Title: Desperate Measures
Characters: Karrin Murphy, Harry Dresden
Spoilers: Set pre-series. References to information that comes to light in Summer Knight and Blood Rites. Major spoilers for the short story 'Restoration of Faith'
Rating: PG (for brief mentions of nasty stuff)
Summary: Desperate times call for desperate measures. Like calling in a wizard on a murder case.
Notes: Written for dresden ficathon and lj. My prompt was 'Murphy before Storm Front'. Thanks go to Kat whose mad beta skillz are mad.

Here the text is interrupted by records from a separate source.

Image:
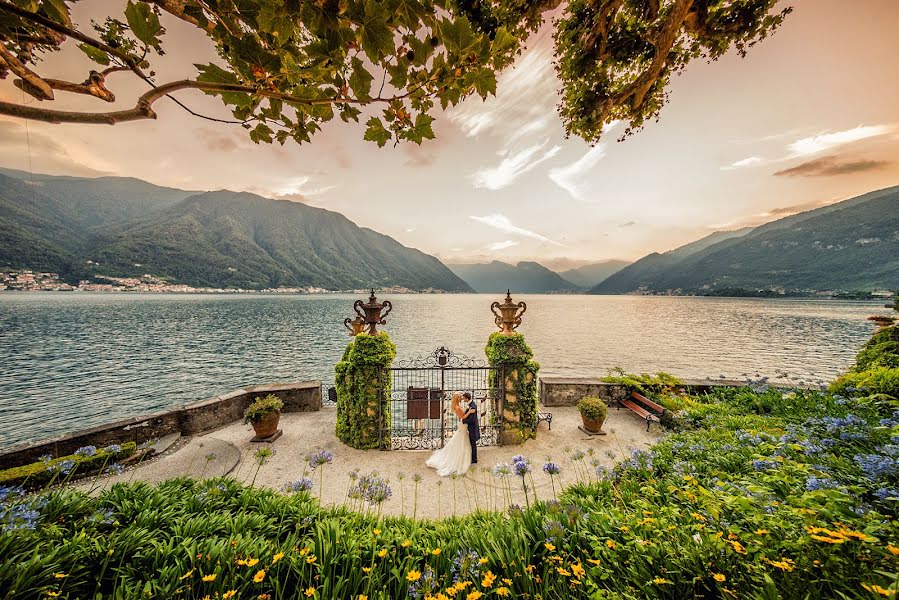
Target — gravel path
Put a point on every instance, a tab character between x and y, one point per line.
307	433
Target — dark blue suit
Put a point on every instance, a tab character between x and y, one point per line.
474	430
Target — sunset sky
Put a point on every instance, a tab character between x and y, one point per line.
809	117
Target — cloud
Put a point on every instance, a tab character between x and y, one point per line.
503	223
30	149
569	177
496	246
746	162
513	166
829	166
826	141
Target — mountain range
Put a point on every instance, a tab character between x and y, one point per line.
128	227
849	245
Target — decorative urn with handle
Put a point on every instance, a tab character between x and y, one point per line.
508	318
371	312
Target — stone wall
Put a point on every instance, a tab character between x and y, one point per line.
568	391
187	419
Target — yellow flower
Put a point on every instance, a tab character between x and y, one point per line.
488	580
876	589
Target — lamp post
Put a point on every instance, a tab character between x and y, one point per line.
372	316
508	318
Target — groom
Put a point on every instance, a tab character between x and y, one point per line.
474	430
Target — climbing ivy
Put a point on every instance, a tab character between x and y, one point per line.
519	371
362	390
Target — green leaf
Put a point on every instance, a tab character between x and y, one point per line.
377	40
484	81
144	23
98	56
262	133
422	129
360	80
213	73
376	132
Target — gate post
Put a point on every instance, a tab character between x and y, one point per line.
363	391
516	371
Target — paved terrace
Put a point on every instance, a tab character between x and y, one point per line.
306	433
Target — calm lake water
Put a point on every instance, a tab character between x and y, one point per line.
72	360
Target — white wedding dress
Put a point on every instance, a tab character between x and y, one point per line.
455	456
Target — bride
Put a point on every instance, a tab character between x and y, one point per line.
455	456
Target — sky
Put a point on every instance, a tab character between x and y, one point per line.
809	117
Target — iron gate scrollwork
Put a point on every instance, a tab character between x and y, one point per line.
421	389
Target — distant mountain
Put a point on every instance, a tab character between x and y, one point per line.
591	275
524	278
214	239
850	245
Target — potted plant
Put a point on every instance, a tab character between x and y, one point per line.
593	413
264	414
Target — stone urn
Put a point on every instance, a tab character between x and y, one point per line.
266	426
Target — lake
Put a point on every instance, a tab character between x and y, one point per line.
72	360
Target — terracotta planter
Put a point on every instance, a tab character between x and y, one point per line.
592	425
267	425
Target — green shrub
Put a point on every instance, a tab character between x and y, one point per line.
593	408
878	380
39	473
261	407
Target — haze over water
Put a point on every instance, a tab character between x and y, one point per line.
69	361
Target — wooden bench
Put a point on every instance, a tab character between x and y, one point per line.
643	407
547	417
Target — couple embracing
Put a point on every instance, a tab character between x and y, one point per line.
462	450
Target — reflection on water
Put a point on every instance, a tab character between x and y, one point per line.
68	361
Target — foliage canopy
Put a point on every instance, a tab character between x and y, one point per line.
286	68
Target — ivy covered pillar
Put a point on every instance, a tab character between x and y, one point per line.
363	390
513	362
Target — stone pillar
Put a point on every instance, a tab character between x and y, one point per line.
514	361
363	390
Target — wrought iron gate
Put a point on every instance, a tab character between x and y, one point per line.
421	389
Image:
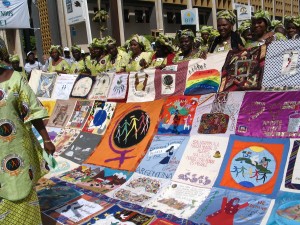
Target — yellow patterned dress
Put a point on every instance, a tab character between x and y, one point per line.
20	156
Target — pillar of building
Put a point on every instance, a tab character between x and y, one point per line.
65	33
159	15
214	13
116	15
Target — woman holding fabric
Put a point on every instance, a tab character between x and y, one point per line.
15	63
228	39
187	49
277	27
21	154
97	65
164	53
260	26
57	63
140	53
117	59
292	26
79	65
245	32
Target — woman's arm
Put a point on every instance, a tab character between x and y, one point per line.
40	127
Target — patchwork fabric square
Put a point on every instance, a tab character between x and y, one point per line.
270	114
177	115
286	209
292	176
139	189
254	165
231	207
163	156
282	68
126	140
243	70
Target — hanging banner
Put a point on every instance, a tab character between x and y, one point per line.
190	17
14	14
74	11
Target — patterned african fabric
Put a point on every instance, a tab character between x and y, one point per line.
20	165
21	155
180	58
26	211
120	62
62	66
158	61
134	64
97	67
78	67
277	37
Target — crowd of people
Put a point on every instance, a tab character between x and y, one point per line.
20	107
138	53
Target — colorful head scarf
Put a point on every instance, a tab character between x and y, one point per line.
57	47
98	43
228	15
276	23
214	33
4	66
245	25
144	42
292	19
205	29
187	33
14	58
3	51
75	47
165	41
110	41
261	14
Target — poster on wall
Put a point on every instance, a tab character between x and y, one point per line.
14	14
74	11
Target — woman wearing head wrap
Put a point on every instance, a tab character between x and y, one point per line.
21	154
140	53
97	65
57	63
292	26
278	27
15	63
260	26
79	65
164	53
206	37
245	31
187	49
117	59
228	39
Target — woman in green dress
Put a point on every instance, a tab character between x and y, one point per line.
79	64
164	52
140	53
228	39
15	63
116	59
187	48
21	155
57	63
292	26
260	26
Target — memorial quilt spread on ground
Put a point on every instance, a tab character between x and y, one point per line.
199	142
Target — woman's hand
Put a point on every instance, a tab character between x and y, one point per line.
143	63
49	147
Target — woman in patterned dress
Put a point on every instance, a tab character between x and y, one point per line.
228	39
57	63
21	155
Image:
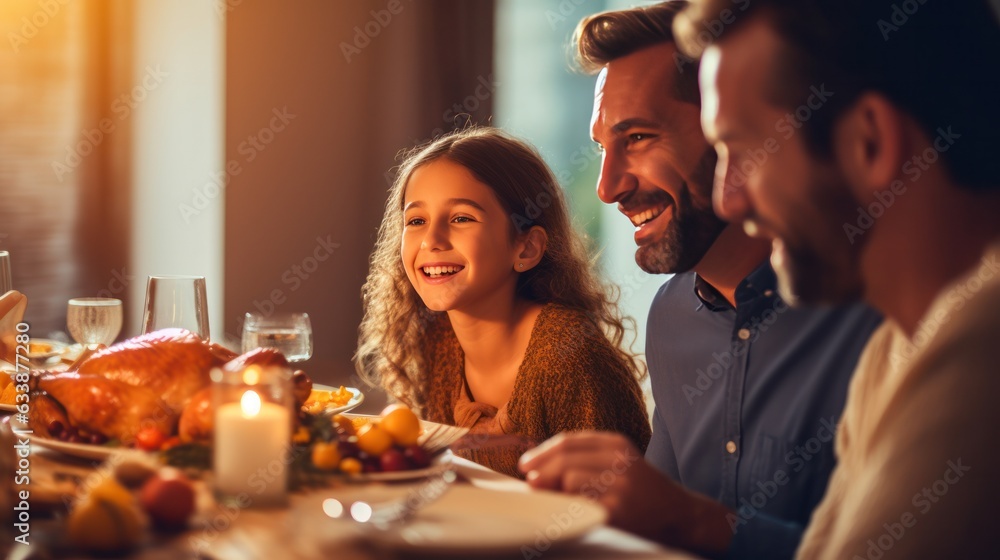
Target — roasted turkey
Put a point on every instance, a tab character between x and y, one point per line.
158	379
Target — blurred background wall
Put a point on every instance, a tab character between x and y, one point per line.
252	142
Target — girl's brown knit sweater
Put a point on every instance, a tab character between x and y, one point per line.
570	380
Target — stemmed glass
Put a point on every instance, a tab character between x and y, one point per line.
288	333
5	285
94	321
176	302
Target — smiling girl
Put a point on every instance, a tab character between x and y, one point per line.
481	308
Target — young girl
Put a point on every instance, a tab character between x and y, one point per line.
481	308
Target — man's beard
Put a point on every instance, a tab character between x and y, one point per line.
690	233
825	269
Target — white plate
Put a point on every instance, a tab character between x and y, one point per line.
469	521
355	401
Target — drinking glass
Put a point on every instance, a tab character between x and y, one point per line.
5	284
94	321
288	333
176	302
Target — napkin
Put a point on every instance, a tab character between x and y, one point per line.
12	306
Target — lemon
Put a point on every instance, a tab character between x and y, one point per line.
326	456
373	440
350	465
9	393
401	423
100	525
109	490
344	424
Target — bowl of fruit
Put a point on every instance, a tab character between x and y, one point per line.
390	446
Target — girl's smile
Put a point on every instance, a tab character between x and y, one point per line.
457	248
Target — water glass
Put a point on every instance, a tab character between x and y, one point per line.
176	302
288	333
94	321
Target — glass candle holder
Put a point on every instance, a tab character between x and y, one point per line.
252	433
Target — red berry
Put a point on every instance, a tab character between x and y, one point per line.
392	460
417	456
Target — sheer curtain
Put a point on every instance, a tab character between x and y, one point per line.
63	152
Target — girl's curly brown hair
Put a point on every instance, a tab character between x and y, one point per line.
396	319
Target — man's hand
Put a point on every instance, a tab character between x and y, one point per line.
607	468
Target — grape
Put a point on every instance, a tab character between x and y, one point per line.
349	448
416	456
56	428
393	460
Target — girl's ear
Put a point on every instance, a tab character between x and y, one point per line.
531	248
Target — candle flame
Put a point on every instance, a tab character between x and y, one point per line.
250	403
251	375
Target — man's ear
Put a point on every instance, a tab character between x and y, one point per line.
531	247
870	140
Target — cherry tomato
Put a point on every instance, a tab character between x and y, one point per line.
150	439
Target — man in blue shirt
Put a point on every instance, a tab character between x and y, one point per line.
748	391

Karrin Murphy was born to be a police officer. Some kids wavered back and forth about what they wanted to be when they grew up. But Murphy never wanted to be a rockstar or a princess or a ballerina. She always wanted to be a cop.

When the neighbourhood children played pretend when she was little, she was always the cop, never the robber. She knew all the right things to say. Not only could she read rights, she knew which crimes were being committed. She listened with rapt attention at every story her father told, even though they were heavily censored to protect Karrin from some of the harsher realities of life.

After his death, she took over as enforcer in the household. She was the first to scold her siblings for bad behaviour and, later on, made sure they knew exactly how many months their drivers' licenses would be suspended if they drove drunk. When they came home past curfew, it would most likely be Karrin they found waiting up for them.

It wasn't that she was perfect. She was as much of a brat as the next kid. Sort of. She skipped school. Once. She ran off to get married at 17, which ended in disaster. She defended her younger brothers in a couple of schoolyard brawls. The first time it happened, she'd immediately turned herself to the principal, bleeding from her nose and, when asked if she would do it again, she'd replied 'if I had to'.

She used to wish to be taller, to be a more formidable presence, sure that she would be rejected due to her small stature. The force's minimum height restrictions had been dropped when she was a child, but she still stood ramrod straight each time her mother measured her, hoping for one more inch. After she started martial arts lessons, she learned that it wasn't how big you were, but how you used what you had. And Karrin had more than enough.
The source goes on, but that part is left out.